WASHINGTON, D.C. — The National Transportation Safety Board (NTSB) now has a chairman with a school bus endorsement.

Deborah Hersman, nominated for the two-year term as chairman by President Obama, was confirmed by the Senate and sworn in in late July.

In the prior week, two NTSB members, Mark Rosenker and Kathryn “Kitty” Higgins, had submitted their letters of resignation.

Hersman was also nominated and confirmed for a second five-year term as a member of the NTSB. She joined the board in June 2004.

“The NTSB is an outstanding organization that commands respect across the globe for its comprehensive investigations of transportation accidents,” Hersman said. “I am grateful to have this extraordinary opportunity to lead a talented, dedicated staff to make a world-class organization even better.”

Hersman is no stranger to the pupil transportation industry. The major accidents for which she has served as the board’s representative include the November 2006 school bus crash in Huntsville, Ala., and the April 2005 collision of a school bus with a trash truck in Arlington, Va.

Interestingly, her credentials include a CDL with a school bus endorsement. She is also a certified child passenger safety technician.

In 2007, Hersman addressed the National Association of State Directors of Pupil Transportation Services (NASDPTS) in a Webcast on school bus safety. She discussed several pupil transportation accidents that the NTSB has investigated, including the March 2000 bus-train crash near Conasauga, Tenn., in which three children were killed.

Following its investigation of that accident, the NTSB issued 10 recommendations on improving school bus and grade crossing safety.

North Carolina state pupil transportation director Derek Graham, who worked with Hersman on the NASDPTS Webcast, said, “I’m glad to know that the new chair will have lots of experience relevant to our industry: CDL P/S, child passenger safety technician certification, her presence in Huntsville representing NTSB, and the fact that she is the mother of three.”

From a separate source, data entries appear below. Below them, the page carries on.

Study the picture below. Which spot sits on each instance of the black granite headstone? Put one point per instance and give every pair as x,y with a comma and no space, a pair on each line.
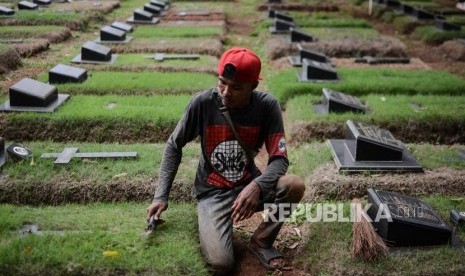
26,5
2,152
6,11
65,73
422,14
446,26
108,33
271,13
282,25
283,17
32,93
407,9
122,26
155,10
338,102
42,2
18,152
142,15
406,221
300,36
95,52
317,71
162,5
369,148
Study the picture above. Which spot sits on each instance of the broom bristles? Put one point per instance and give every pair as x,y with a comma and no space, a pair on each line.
366,243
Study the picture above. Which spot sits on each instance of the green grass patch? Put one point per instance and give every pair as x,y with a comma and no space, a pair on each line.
16,32
87,231
328,250
357,82
141,83
384,108
101,118
434,35
178,31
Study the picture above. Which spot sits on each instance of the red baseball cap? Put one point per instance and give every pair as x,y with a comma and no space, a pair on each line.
246,63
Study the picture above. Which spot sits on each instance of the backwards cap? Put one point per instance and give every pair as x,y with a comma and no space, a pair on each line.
246,63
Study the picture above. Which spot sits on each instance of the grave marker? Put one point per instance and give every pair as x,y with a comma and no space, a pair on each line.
414,222
66,74
2,152
369,148
300,36
162,56
26,5
68,153
32,95
337,102
281,27
92,52
316,71
122,26
307,54
42,2
109,34
155,10
143,17
6,11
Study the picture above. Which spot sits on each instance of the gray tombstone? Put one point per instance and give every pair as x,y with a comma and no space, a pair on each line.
2,152
155,10
338,102
316,71
406,221
300,36
369,148
6,11
95,52
66,74
108,33
122,26
29,92
26,5
446,26
307,54
42,2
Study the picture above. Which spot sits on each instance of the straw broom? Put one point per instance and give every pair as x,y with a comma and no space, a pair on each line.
366,243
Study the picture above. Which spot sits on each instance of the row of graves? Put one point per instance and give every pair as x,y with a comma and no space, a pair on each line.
407,221
424,13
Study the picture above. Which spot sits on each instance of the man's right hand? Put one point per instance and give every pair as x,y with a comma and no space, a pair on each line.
155,209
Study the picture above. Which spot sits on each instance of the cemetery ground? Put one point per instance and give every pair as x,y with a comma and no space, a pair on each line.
88,217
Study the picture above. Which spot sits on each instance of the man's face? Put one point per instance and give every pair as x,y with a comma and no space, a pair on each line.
235,95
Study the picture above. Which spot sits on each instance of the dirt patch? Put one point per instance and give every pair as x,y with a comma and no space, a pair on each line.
326,183
10,60
345,48
443,132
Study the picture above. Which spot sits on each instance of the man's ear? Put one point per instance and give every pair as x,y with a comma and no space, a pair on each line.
254,85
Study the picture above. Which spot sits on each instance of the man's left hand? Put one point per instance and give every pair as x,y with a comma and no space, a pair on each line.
246,202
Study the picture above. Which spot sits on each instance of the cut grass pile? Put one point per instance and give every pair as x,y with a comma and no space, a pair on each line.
179,31
99,239
140,83
284,85
101,118
321,255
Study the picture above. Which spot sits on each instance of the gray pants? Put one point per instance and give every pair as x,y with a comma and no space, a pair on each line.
215,223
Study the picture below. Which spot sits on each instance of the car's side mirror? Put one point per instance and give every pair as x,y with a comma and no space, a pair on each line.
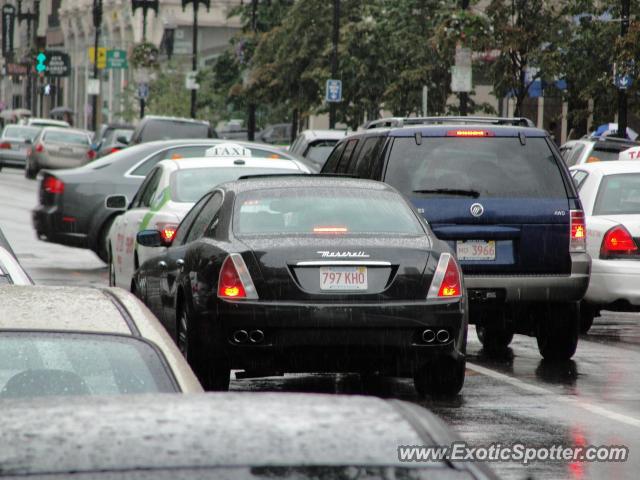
150,238
116,202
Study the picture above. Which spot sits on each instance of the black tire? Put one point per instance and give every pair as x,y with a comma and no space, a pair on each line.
587,314
557,331
443,377
214,372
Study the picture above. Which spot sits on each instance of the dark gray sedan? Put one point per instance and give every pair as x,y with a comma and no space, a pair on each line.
71,208
224,436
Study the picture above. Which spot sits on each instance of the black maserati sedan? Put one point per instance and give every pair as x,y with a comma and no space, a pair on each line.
278,274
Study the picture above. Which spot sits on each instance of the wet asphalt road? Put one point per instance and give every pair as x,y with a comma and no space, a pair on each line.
592,400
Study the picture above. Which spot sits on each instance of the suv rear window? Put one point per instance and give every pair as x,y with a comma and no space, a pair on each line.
492,167
167,130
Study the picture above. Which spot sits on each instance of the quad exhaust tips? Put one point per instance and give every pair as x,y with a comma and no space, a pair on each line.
430,336
252,336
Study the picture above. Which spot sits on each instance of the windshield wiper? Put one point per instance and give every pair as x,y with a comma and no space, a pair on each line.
451,191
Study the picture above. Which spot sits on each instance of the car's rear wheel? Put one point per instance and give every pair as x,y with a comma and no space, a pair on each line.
443,376
214,372
587,315
557,331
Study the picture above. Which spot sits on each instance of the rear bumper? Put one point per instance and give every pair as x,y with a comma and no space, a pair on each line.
533,288
614,281
307,338
45,221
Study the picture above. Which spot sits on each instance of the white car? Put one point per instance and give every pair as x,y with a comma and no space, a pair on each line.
167,194
610,193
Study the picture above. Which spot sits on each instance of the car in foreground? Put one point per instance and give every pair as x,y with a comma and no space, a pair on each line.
316,145
224,436
56,147
610,193
295,274
71,206
11,272
152,128
164,198
594,149
15,142
497,191
88,342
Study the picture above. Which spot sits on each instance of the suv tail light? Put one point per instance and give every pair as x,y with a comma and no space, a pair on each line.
53,185
618,243
578,240
235,281
447,279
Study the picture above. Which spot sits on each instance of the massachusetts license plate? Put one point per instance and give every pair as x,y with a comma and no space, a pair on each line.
343,278
476,249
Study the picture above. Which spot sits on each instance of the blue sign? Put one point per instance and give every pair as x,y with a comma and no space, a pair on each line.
143,91
334,91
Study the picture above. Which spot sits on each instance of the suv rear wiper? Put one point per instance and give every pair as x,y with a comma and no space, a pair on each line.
451,191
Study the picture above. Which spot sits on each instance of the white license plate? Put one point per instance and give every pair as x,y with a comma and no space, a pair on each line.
343,278
476,250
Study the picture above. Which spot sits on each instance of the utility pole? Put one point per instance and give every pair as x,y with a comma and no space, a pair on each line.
146,5
464,96
622,93
30,17
334,58
251,113
97,23
194,57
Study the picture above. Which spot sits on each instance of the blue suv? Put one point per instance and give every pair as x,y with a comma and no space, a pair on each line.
497,190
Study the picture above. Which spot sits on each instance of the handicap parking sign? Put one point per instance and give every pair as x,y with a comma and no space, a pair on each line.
334,91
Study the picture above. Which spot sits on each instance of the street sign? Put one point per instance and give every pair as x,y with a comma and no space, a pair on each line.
117,59
58,64
190,82
102,57
334,91
93,86
143,91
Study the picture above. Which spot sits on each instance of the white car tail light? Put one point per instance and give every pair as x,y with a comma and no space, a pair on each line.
447,279
235,281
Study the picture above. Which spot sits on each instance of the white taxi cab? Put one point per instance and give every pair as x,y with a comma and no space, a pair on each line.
168,193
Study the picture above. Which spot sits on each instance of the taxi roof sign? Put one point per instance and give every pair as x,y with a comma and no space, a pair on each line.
228,150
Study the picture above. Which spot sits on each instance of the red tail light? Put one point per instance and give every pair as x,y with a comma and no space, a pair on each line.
447,280
53,185
618,242
578,241
235,281
167,232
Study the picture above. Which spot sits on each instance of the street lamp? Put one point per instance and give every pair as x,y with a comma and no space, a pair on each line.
194,56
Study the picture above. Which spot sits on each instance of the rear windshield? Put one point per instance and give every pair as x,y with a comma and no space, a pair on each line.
486,167
21,132
167,130
66,137
618,194
191,184
34,364
319,211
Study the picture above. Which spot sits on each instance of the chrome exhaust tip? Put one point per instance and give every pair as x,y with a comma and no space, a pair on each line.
240,336
442,336
428,336
256,336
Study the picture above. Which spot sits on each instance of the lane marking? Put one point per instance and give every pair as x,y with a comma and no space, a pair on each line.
603,412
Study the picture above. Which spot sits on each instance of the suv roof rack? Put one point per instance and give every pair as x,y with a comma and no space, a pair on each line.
408,121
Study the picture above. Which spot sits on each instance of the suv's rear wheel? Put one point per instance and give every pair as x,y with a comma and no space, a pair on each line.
557,331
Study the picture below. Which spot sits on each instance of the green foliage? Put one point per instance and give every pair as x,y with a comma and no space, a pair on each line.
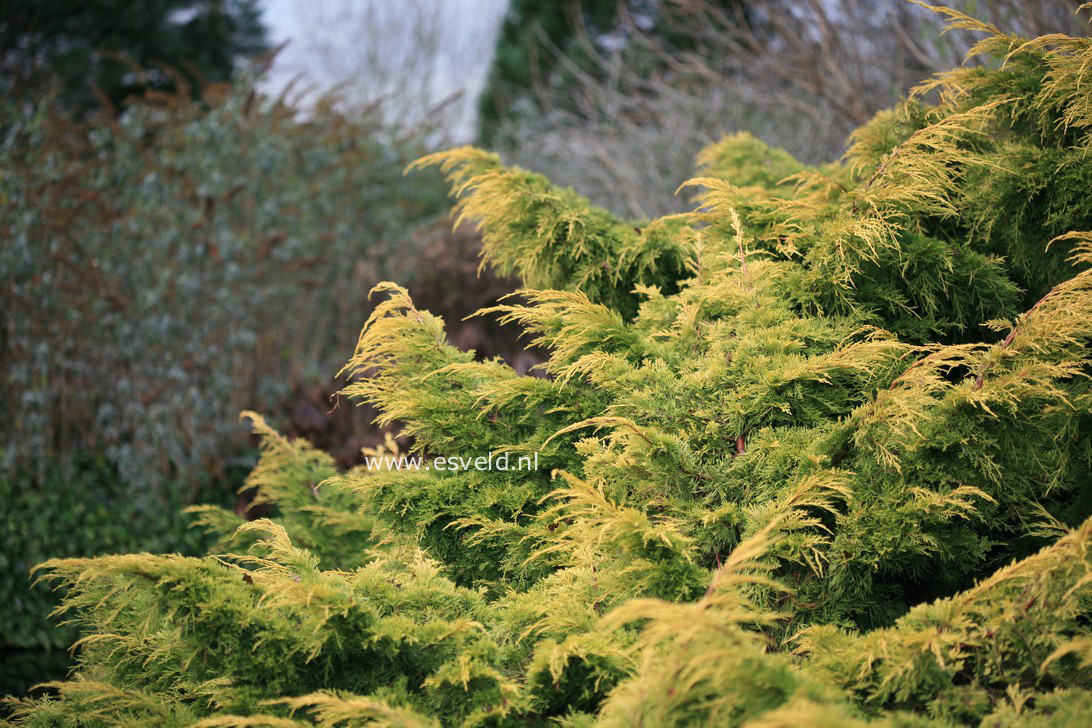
88,49
150,262
79,516
830,468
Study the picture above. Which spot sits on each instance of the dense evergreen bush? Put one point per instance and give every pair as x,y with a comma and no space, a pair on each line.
816,453
81,515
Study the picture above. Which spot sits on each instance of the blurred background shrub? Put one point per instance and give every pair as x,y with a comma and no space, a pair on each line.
173,265
615,97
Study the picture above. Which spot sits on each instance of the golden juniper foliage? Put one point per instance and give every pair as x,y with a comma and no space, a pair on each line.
817,453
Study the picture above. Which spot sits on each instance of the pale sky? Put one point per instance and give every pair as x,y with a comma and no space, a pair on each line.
412,52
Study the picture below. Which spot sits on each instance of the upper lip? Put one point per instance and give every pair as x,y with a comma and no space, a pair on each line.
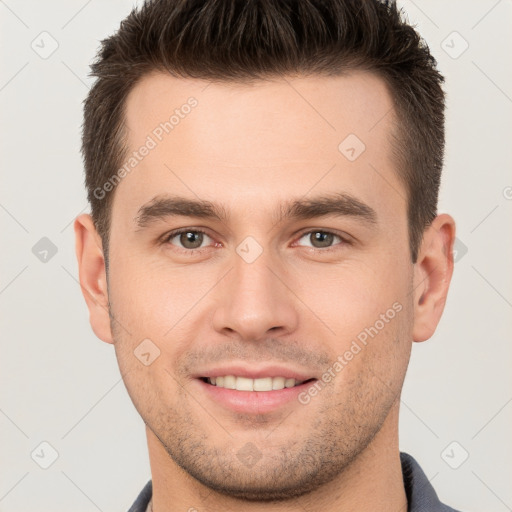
255,372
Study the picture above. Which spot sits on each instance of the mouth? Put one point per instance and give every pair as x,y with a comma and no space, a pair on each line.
262,395
264,384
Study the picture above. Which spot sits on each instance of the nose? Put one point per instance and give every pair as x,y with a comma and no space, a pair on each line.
255,300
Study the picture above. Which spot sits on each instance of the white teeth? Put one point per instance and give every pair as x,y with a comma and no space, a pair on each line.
278,382
229,382
289,383
246,384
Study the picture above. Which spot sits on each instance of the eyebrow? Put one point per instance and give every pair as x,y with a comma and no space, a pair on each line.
341,204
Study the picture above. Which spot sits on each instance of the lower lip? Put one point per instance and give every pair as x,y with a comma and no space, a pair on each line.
253,402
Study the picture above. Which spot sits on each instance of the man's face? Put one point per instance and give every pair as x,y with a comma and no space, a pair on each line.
258,292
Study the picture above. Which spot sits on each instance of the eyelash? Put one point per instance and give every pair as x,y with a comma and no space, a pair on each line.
169,236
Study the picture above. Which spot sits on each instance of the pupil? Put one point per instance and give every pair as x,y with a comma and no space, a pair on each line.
325,239
187,239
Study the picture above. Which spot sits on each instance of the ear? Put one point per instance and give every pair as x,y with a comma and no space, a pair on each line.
432,275
92,275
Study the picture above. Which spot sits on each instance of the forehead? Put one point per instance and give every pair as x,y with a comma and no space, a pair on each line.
256,142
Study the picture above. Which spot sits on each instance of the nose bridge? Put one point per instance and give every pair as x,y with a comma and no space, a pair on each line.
253,299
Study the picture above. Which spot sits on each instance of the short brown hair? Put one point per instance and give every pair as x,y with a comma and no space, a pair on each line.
247,40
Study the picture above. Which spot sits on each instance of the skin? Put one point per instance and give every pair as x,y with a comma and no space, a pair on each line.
251,148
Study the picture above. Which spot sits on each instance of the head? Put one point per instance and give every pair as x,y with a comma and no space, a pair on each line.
301,147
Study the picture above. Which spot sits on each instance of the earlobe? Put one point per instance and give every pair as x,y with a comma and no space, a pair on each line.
432,275
92,275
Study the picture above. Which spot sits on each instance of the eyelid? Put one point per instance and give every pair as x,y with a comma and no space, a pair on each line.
345,239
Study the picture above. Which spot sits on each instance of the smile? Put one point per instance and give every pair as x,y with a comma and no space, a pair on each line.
246,384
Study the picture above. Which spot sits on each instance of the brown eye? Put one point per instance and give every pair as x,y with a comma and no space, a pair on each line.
321,239
187,239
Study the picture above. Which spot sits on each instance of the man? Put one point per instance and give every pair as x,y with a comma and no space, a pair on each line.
264,246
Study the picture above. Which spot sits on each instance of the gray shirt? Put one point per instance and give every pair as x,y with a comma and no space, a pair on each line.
421,496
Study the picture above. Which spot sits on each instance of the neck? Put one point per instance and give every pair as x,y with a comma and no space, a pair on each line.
373,482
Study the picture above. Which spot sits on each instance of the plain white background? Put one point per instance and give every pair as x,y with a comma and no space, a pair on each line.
61,385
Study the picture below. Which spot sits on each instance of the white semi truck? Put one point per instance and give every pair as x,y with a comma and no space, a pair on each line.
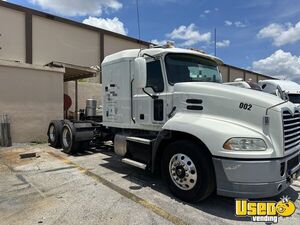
166,109
283,89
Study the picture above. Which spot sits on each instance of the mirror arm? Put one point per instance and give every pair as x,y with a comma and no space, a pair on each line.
145,54
151,96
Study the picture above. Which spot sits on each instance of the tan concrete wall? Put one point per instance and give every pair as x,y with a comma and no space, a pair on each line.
85,91
57,41
31,97
12,35
234,74
114,44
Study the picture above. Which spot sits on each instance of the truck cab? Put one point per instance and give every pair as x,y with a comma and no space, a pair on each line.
282,89
166,110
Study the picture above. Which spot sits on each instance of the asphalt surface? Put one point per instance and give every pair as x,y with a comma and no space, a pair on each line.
96,188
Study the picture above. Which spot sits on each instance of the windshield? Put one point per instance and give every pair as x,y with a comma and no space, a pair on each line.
294,98
189,68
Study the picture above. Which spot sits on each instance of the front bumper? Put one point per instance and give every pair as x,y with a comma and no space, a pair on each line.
255,178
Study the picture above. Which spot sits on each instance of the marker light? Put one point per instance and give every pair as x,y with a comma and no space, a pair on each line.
245,144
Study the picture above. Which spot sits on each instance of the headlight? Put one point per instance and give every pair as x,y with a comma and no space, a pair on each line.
245,144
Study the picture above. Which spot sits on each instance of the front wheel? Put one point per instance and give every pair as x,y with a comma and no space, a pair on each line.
68,139
188,171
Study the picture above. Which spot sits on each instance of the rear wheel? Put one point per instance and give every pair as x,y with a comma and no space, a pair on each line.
54,133
68,139
188,171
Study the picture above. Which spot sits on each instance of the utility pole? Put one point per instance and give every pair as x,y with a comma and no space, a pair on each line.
215,41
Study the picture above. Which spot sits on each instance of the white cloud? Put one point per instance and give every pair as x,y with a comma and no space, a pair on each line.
281,34
79,7
280,64
238,24
159,42
228,23
190,35
114,24
223,44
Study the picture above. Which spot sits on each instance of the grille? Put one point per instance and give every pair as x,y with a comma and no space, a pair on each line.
291,129
292,163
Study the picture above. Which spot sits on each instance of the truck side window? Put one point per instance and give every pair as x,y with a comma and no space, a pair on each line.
155,76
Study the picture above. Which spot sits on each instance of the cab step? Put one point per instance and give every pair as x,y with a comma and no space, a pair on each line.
134,163
139,140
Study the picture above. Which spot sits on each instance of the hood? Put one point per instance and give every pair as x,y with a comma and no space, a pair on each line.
217,90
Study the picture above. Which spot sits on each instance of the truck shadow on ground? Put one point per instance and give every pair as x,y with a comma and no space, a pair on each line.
218,206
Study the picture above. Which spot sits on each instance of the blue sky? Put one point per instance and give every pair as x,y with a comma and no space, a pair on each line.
260,35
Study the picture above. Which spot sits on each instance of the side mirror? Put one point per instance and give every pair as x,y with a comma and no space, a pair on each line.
140,72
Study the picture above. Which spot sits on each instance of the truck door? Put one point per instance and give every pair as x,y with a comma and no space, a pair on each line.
151,110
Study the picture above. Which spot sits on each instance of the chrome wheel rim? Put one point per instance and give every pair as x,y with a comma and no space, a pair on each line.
51,133
183,171
66,137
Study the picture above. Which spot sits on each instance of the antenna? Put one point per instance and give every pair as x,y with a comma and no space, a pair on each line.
138,21
215,41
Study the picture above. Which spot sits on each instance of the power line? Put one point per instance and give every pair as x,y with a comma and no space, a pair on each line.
138,18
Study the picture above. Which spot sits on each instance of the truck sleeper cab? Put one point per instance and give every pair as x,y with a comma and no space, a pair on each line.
166,109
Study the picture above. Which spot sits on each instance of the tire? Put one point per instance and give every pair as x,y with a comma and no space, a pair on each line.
54,133
188,171
68,139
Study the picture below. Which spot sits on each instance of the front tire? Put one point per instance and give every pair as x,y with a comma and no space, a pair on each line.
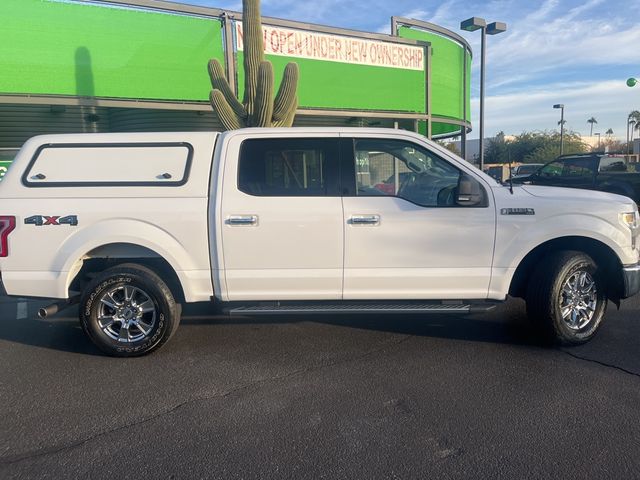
566,297
128,311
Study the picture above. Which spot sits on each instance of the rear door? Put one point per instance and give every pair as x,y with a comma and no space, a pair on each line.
406,237
282,232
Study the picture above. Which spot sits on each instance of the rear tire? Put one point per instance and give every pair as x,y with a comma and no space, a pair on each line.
128,311
566,297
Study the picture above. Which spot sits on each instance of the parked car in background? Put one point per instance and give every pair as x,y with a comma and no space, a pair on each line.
525,169
498,171
593,171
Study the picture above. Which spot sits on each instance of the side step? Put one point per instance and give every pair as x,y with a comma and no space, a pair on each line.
277,308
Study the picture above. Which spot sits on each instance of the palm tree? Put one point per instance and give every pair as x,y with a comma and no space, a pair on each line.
634,121
592,120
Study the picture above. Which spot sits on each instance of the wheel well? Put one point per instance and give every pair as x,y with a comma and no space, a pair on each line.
605,258
107,256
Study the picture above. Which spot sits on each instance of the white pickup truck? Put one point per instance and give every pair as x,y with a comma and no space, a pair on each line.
301,220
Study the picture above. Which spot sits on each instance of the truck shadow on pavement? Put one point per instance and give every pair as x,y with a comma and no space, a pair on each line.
507,324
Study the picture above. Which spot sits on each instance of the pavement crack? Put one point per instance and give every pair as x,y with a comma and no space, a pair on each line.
9,460
598,362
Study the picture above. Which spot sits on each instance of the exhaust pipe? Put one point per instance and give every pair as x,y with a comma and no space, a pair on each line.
57,307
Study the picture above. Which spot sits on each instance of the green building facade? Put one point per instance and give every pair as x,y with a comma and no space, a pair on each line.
114,66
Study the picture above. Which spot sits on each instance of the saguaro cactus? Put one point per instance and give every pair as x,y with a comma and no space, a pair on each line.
258,108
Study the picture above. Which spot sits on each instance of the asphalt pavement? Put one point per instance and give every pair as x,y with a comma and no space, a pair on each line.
335,397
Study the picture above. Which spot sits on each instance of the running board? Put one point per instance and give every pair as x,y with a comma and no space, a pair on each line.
355,308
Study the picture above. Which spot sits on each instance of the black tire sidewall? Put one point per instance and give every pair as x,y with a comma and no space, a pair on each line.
158,293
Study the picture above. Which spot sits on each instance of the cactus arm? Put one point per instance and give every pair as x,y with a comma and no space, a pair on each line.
224,112
219,82
253,50
286,97
288,121
264,96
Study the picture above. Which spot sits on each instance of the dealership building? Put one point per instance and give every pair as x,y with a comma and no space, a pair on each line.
140,65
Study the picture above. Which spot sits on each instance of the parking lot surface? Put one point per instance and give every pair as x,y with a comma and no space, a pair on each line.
321,397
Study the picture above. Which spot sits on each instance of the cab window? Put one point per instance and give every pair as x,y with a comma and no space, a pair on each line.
404,170
289,167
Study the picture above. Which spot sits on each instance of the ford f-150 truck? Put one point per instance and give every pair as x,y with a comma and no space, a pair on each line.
276,221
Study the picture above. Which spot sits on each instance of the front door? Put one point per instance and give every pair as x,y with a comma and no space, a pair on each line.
406,236
282,232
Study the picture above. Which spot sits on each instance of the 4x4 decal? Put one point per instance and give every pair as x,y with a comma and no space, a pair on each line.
40,220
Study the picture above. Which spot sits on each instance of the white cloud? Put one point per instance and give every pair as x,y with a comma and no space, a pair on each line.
608,101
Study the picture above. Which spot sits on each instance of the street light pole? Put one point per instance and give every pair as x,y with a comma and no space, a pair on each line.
561,107
471,25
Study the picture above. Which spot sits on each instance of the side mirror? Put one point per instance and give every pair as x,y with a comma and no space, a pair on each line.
470,192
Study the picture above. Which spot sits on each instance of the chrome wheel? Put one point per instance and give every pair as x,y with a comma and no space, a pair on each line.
126,314
578,299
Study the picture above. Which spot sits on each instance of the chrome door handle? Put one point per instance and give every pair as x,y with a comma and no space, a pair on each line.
364,220
242,220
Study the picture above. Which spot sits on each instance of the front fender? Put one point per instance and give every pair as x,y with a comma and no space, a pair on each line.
515,239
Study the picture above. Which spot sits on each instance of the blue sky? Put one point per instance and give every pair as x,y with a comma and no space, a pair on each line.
578,53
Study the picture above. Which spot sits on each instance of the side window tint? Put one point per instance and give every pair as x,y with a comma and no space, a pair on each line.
290,167
405,170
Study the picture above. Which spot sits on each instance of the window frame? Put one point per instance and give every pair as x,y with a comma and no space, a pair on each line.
349,176
109,183
331,177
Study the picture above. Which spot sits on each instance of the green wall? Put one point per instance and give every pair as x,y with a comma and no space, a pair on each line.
61,48
333,85
447,76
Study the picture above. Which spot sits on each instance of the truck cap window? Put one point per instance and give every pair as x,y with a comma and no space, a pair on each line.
288,167
109,164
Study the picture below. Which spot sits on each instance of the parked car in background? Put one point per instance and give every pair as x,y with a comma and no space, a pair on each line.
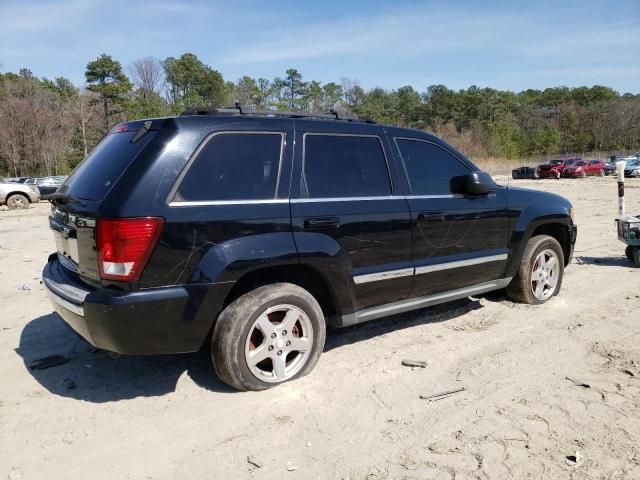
632,169
15,179
17,196
524,172
609,167
583,168
554,168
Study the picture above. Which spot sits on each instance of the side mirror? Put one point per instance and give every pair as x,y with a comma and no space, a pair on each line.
478,183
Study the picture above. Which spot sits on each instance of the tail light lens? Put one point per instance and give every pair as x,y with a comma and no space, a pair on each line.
124,246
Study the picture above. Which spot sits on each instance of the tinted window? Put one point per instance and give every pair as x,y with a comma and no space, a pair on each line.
97,173
234,166
345,166
429,167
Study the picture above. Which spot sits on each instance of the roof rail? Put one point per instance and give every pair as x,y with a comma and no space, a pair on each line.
241,109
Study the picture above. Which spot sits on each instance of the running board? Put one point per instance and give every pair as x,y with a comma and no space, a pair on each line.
402,306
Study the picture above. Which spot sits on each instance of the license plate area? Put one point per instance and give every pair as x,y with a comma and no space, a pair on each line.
68,249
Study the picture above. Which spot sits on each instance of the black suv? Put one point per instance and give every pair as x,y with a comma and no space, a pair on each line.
256,230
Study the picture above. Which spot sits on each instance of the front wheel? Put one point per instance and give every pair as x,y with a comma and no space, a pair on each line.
268,336
539,276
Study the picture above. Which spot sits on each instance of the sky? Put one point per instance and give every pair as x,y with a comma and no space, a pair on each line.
510,45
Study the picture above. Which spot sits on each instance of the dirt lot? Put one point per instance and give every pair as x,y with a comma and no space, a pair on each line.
358,415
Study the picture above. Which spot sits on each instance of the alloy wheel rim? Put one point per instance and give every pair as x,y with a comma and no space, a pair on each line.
279,343
545,273
18,202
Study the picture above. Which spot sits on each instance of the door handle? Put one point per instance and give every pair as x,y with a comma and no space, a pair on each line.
321,223
431,217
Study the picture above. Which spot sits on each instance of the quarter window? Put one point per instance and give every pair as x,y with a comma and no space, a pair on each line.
344,166
234,166
429,167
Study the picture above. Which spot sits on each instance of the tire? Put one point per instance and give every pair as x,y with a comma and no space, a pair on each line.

Rosenker joined the agency in March 2003 and had served as chairman or acting chairman since 2005.

During his tenure, the agency marked a number of major transportation safety achievements. Three significant items were removed from the NTSB’s “Most Wanted” list: airliner fuel tank flammability, positive train control and rail fatigue. The board also added important issues to the list, including cell phone use by bus drivers and school bus passenger safety.

Higgins was an NTSB member since January 2006. She was the board member on scene at several major accident investigations, and she chaired the NTSB hearing into the fire on a motorcoach in Texas that killed 23 elderly patients being evacuated from Hurricane Rita in September 2005.